There are less than a thousand neurons in his rudimentary brain. Yet the botryl, a small invertebrate that populates marine environments such as the Venice Lagoon, could mark a turning point in research against human neurodegenerative diseases: from Alzheimer’s to less known forms of dementia such as fronto-temporal syndrome, from Parkinson’s to Sla. According to an Italian-led international study, published in ‘Cells’, this little creature in fact contains all the genes involved in the degenerative pathologies of our nervous system and during its life cycle, from a neurological point of view, it ages exactly like us.

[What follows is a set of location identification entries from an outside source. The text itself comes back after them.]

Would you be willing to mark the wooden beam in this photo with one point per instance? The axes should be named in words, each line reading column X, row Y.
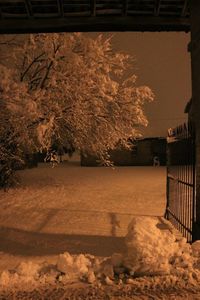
column 185, row 8
column 157, row 8
column 92, row 24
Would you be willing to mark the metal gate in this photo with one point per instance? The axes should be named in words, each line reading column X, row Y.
column 181, row 206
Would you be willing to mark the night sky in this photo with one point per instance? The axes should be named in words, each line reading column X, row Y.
column 162, row 63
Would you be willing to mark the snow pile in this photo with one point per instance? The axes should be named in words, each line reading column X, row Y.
column 73, row 267
column 151, row 251
column 26, row 272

The work bears the signature of an international team of scientists coordinated by Lucia Manni of the Department of Biology of the University of Padua, which includes researchers from the Stanford University in California, USA (Chiara Anselmi) and from the State University of Milan (Alberto Priori and Tommaso Bocci). Scholars have focused on botryl, which grows and reproduces at low depths in seas such as the Mediterranean, and in particular in areas of the Adriatic that are warm and rich in nutrients such as the Venetian lagoon, because despite being a very simple organism it is considered among the closest relatives of vertebrates. Examining it “through electron microscopy and analysis of gene expression”, explains Manni, lead author of the article, it was observed that “it naturally undergoes neurodegeneration in ways that could help human research to find strategies, or drugs, to stop serious neurodegenerative diseases”.
“In particular – the UniPd scientist points out – the botryl neurons show different types of cell death, as occurs in human neurodegenerative diseases. Furthermore, genes critically involved in these diseases are expressed in the different phases of the botryl life cycle according to timings that closely resemble the progression of diseases in humans.For example, genes typical of conformational disorders, such as Alzheimer’s and Parkinson’s, are expressed in botryl in times that recall in humans the transition of the disease from a preclinical degeneration phase to the onset of specific syndromes in humans”.
According to Priori of the Department of Health Sciences of UniMi, co-author of the research, “these results could open up unprecedented scenarios both in the identification of a minimum common denominator between human pathologies very dissimilar to each other, and in the use of new methods of non-invasive electrical brain stimulation for the prevention and treatment of neurodegeneration”.